# ladies! help with grey jacket!



## Skin*Deep (Aug 5, 2009)

can I wear a well fitting charcoal grey jacket with black pants? would you believe I have NEVER bought a jacket/pant together? I hate when blacks don't match exactly.....I was going to do a white sleveless sweater under it. any thoughts? pink shirt under it? totally wrong all together? I can't decide and all my husband will say is "fine" hah


----------



## Makeup Emporium (Aug 5, 2009)

Black and grey definitely work together.  I would go with a white shirt instead of the pink.  Although I think the pink would go I just think it would be too many colours going on while white would just blend everything together IMO.


----------



## gildedangel (Aug 5, 2009)

A charcoal grey jacket will go great with black pants!

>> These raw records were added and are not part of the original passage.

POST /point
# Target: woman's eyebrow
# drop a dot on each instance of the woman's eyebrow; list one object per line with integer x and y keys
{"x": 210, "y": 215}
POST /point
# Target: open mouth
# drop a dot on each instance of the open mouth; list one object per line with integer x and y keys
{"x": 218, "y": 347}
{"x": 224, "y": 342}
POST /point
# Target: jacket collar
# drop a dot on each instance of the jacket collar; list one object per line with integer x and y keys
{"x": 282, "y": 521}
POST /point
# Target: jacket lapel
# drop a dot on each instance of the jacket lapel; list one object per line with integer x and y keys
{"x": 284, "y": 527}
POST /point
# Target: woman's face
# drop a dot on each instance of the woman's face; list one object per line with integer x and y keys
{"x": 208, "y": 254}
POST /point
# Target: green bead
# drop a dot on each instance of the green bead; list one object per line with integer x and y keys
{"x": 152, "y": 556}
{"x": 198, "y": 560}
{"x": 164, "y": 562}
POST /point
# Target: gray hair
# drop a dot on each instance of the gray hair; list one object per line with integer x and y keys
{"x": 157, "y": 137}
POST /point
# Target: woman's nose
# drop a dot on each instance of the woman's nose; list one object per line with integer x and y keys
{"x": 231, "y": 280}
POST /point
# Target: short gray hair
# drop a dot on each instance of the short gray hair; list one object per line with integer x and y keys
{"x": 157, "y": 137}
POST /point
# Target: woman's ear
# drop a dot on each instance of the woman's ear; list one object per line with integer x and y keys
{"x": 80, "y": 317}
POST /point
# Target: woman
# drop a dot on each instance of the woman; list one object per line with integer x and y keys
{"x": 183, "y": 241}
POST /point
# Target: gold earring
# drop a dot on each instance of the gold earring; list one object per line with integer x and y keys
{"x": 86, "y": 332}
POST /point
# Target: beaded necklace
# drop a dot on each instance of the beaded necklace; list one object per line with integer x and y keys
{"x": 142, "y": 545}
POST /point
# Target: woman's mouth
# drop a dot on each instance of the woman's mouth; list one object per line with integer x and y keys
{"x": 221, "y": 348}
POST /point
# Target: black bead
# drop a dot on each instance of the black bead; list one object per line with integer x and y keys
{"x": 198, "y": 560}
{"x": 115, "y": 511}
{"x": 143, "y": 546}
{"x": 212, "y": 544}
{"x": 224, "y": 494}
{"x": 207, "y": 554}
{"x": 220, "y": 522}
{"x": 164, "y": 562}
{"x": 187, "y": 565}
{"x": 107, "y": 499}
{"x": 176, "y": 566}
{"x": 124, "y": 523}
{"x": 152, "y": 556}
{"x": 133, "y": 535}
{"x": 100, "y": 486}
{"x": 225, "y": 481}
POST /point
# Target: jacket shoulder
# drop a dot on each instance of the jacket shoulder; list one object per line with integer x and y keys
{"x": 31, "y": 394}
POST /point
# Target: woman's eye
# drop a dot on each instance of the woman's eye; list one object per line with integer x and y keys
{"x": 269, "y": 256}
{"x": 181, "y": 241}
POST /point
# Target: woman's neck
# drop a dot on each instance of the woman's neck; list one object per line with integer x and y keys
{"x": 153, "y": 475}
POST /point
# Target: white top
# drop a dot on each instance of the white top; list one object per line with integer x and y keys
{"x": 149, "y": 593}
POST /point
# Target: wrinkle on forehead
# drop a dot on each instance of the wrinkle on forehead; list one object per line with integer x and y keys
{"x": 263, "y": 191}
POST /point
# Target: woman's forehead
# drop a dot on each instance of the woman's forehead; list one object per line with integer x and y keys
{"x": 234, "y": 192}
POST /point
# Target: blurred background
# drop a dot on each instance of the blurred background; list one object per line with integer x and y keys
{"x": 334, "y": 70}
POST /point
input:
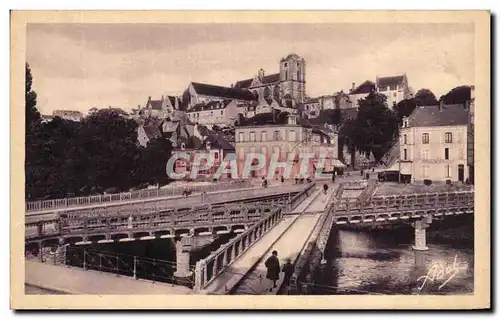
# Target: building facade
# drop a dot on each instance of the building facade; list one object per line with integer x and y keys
{"x": 287, "y": 141}
{"x": 357, "y": 93}
{"x": 288, "y": 87}
{"x": 221, "y": 113}
{"x": 433, "y": 143}
{"x": 75, "y": 116}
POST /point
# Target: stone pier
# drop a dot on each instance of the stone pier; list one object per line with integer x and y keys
{"x": 420, "y": 233}
{"x": 183, "y": 249}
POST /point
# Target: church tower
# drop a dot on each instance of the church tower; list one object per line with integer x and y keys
{"x": 293, "y": 79}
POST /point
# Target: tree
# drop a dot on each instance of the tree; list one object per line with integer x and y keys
{"x": 425, "y": 97}
{"x": 32, "y": 114}
{"x": 376, "y": 126}
{"x": 458, "y": 95}
{"x": 154, "y": 160}
{"x": 108, "y": 143}
{"x": 347, "y": 135}
{"x": 404, "y": 108}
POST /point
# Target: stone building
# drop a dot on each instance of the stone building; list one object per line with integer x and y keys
{"x": 286, "y": 135}
{"x": 433, "y": 143}
{"x": 395, "y": 88}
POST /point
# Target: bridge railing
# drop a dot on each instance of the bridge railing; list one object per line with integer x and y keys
{"x": 297, "y": 199}
{"x": 127, "y": 196}
{"x": 377, "y": 204}
{"x": 208, "y": 269}
{"x": 104, "y": 261}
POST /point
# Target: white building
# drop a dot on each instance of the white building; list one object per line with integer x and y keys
{"x": 221, "y": 113}
{"x": 433, "y": 143}
{"x": 395, "y": 88}
{"x": 360, "y": 92}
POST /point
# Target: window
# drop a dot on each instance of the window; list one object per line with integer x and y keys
{"x": 264, "y": 150}
{"x": 448, "y": 137}
{"x": 276, "y": 135}
{"x": 263, "y": 136}
{"x": 425, "y": 138}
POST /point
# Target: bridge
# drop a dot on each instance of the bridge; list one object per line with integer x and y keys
{"x": 297, "y": 225}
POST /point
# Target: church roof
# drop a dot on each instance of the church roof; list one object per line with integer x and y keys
{"x": 223, "y": 92}
{"x": 212, "y": 105}
{"x": 434, "y": 115}
{"x": 389, "y": 80}
{"x": 364, "y": 88}
{"x": 155, "y": 104}
{"x": 268, "y": 79}
{"x": 151, "y": 131}
{"x": 291, "y": 56}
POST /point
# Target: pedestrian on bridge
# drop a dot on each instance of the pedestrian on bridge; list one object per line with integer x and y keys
{"x": 273, "y": 268}
{"x": 288, "y": 271}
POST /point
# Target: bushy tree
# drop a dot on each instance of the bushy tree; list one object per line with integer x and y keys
{"x": 425, "y": 97}
{"x": 458, "y": 95}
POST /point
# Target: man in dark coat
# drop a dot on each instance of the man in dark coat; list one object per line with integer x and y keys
{"x": 288, "y": 271}
{"x": 273, "y": 268}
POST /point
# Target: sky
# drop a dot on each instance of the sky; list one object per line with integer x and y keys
{"x": 80, "y": 66}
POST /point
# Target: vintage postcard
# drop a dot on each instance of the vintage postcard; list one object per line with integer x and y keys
{"x": 250, "y": 160}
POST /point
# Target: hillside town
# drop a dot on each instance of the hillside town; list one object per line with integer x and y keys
{"x": 272, "y": 114}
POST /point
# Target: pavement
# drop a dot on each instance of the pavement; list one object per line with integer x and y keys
{"x": 247, "y": 275}
{"x": 214, "y": 197}
{"x": 241, "y": 266}
{"x": 73, "y": 280}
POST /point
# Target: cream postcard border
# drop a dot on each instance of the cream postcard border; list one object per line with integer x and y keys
{"x": 481, "y": 296}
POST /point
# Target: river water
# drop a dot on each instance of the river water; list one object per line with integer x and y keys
{"x": 369, "y": 261}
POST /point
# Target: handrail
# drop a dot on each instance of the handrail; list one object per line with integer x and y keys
{"x": 208, "y": 269}
{"x": 140, "y": 194}
{"x": 104, "y": 261}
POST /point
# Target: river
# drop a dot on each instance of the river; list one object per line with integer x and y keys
{"x": 369, "y": 261}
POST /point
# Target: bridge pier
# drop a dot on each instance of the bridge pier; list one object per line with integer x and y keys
{"x": 420, "y": 233}
{"x": 183, "y": 249}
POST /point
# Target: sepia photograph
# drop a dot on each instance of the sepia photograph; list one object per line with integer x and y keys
{"x": 242, "y": 157}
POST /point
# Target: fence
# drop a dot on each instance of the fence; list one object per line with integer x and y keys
{"x": 297, "y": 199}
{"x": 119, "y": 264}
{"x": 141, "y": 194}
{"x": 208, "y": 269}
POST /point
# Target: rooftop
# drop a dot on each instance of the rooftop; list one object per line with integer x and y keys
{"x": 364, "y": 88}
{"x": 434, "y": 115}
{"x": 390, "y": 80}
{"x": 224, "y": 92}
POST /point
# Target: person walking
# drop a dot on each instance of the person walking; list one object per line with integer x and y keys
{"x": 273, "y": 268}
{"x": 288, "y": 271}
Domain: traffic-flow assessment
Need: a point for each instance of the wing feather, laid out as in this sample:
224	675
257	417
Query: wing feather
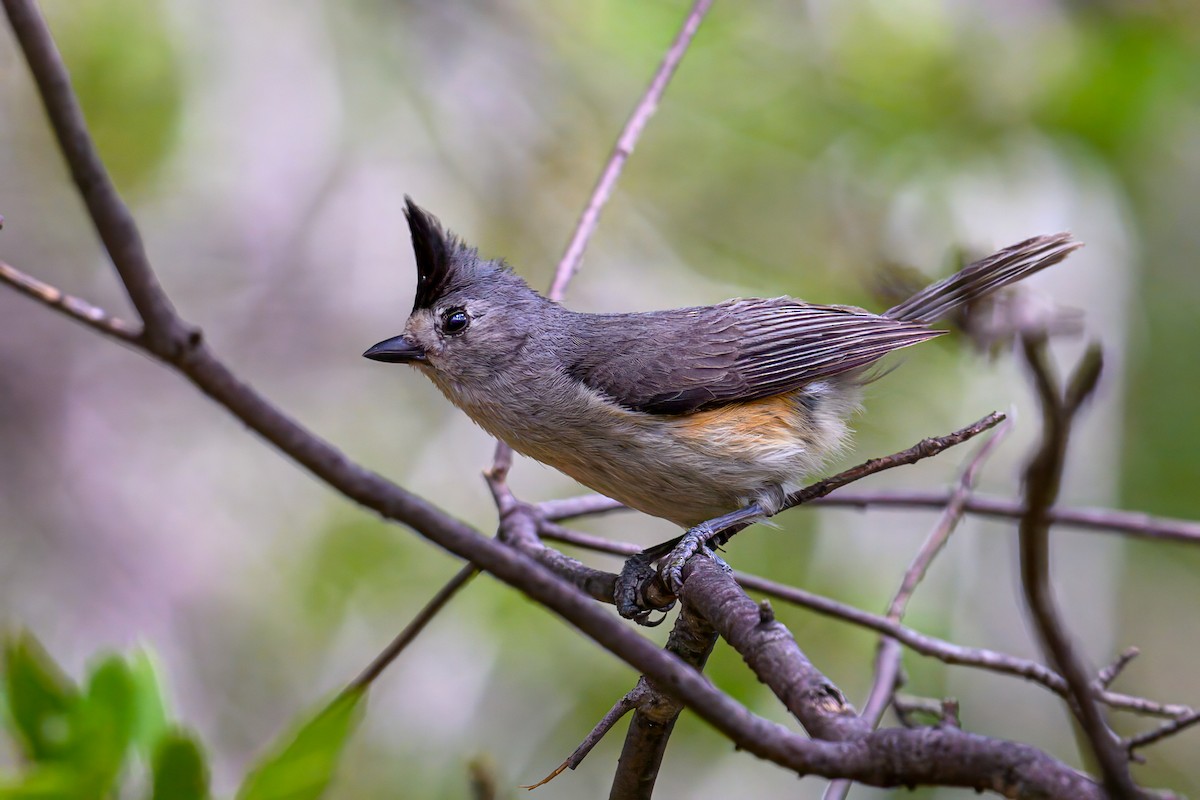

You could do any color of shirt with that combination, I personally would choose a brighter, crisp color to wear under clothes that are so neutral. You could do a bright shoe or purse as well! HTH!


----------



## Skin*Deep (Aug 5, 2009)

thank you thankyou! getting ready for a last minute, unexpected interview.....thank you again!


----------



## nichollecaren (Aug 5, 2009)

I like to wear red and pink with my grays...powder blue will also look awesome.  U can go with white, or another shade of gray but it really depends on your personality.


----------



## Skin*Deep (Aug 5, 2009)

the pink is a very light baby pink, with white stripes, but you can barely see the stripes. I have both pink and white in the the dryer now to knock out wrinkles. I am freaking nervous!! I applied online last night, and they called me this morning wanting me to come in, "before lunch" it would be for the same position I have now, but with a higher-end store.
I'm sort of freaking out. who has xanax to share? =D


----------



## nichollecaren (Aug 5, 2009)

no need for xanax! Take a b-complex 
	

	
	
		
		

		
			





 no coffee! breathe! You will do well!


----------